Mum5net · 08/11/2024 10:29

@RandomMess ’s four lines are just so brutal; those would really sting, OP.
I think omitting detail will irritate him
immeasurably and land the deftest blow.

TheShellBeach · 08/11/2024 14:24

RandomMess · 07/11/2024 18:24

You could just keep it sweet.

Pleased the house is now mine and I have what I wanted, don't need to pretend I don't know about your affairs and ad hoc sex with others anymore.

Ooh I like this!

permanently · 08/11/2024 19:04

OP you are a legend. Truly xx

taylorswift1989 · 09/11/2024 07:41

RandomMess · 07/11/2024 18:24

You could just keep it sweet.

Pleased the house is now mine and I have what I wanted, don't need to pretend I don't know about your affairs and ad hoc sex with others anymore.

I like that!

Seashellssanctuary · 09/11/2024 08:16

@RandomMess has cracked it
.
I initially felt giving the full details would be good but I think in fact it would provide too much of the pain and emotion that you suffered.

The short non detailed response shows that you are content with the outcome.

Make sure it's a text or an email so you can look back on it fondly as the time the your new wonderful life began

RandomMess · 09/11/2024 10:39

I do think it will leave him wondering just how long you have known about it - months/years/decades and how long you have been playing him for.

However I would send and then immediately block as he will come back with nasty personal comments and it will be all your fault somehow.

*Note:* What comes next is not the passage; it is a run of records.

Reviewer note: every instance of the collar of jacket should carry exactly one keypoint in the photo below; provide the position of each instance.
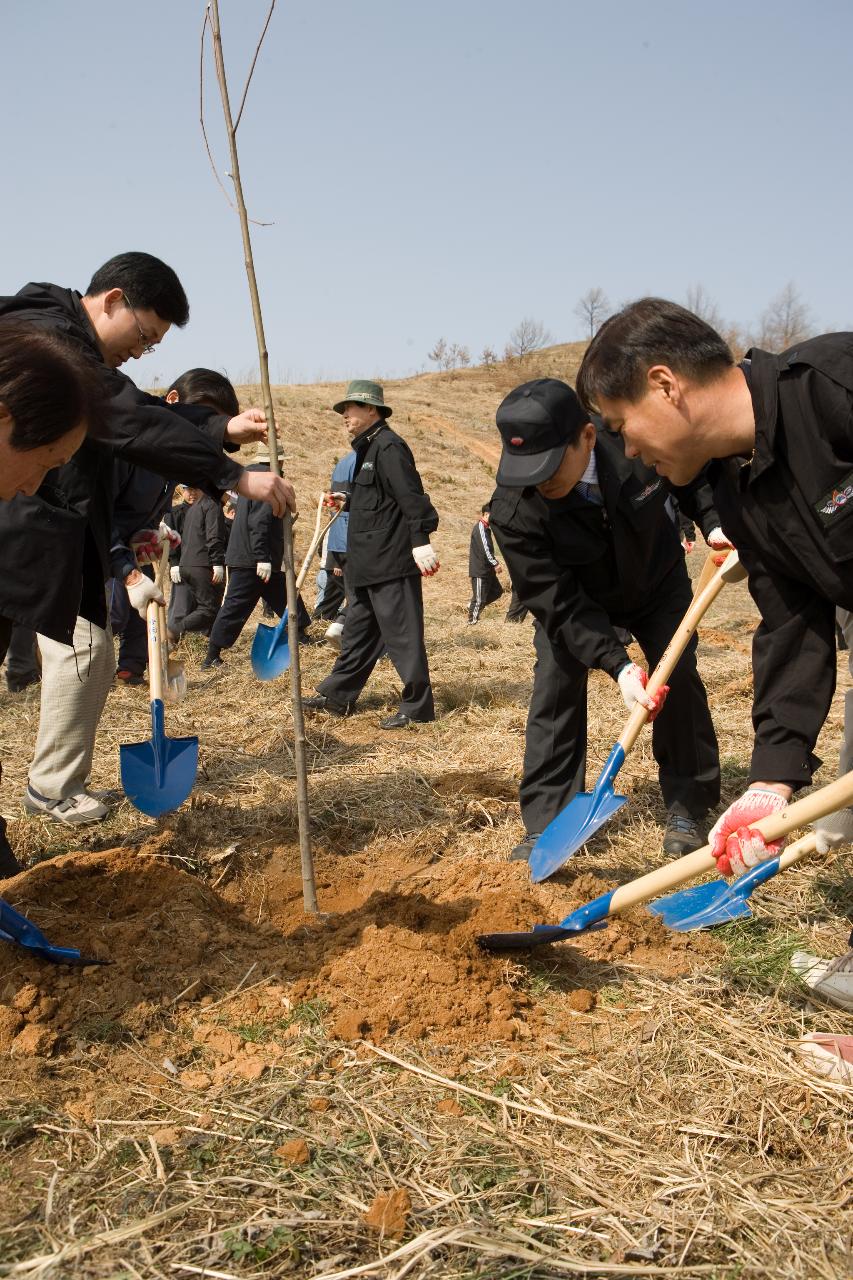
(368, 435)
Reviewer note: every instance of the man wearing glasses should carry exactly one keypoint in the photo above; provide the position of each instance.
(56, 585)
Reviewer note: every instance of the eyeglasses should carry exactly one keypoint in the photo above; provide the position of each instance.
(147, 346)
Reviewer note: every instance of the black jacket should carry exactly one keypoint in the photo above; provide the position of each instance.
(789, 512)
(256, 535)
(584, 568)
(56, 544)
(482, 560)
(389, 512)
(203, 538)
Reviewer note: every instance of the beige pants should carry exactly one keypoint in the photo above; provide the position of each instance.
(74, 684)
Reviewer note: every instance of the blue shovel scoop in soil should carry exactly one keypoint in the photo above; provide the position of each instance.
(158, 776)
(589, 810)
(270, 645)
(18, 929)
(721, 901)
(834, 795)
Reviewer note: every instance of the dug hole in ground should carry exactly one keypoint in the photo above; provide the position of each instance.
(246, 1091)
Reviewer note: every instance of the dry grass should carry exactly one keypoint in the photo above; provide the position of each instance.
(670, 1130)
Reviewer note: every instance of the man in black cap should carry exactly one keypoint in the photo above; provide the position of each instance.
(388, 552)
(591, 547)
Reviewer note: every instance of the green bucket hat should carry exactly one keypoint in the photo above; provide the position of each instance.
(361, 392)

Nearly there, just keep going Flowers

trippingthelightfantastic1 · 10/11/2024 21:33

Just telling the OW's husband what you know, including how long you have kept it a secret and why, is a much better tactic. You can feed him exactly what you want to travel back to your ex as there is no doubt that would happen. Your ex will feel an even bigger fool as he will have the humiliation of his fuckery and your victory being outed by the OW through her husband, and he will know that you couldn't even be bothered to engage in a conversation with him about it. I think that will get to him far more than you confronting him. Silence (from you to him) is golden!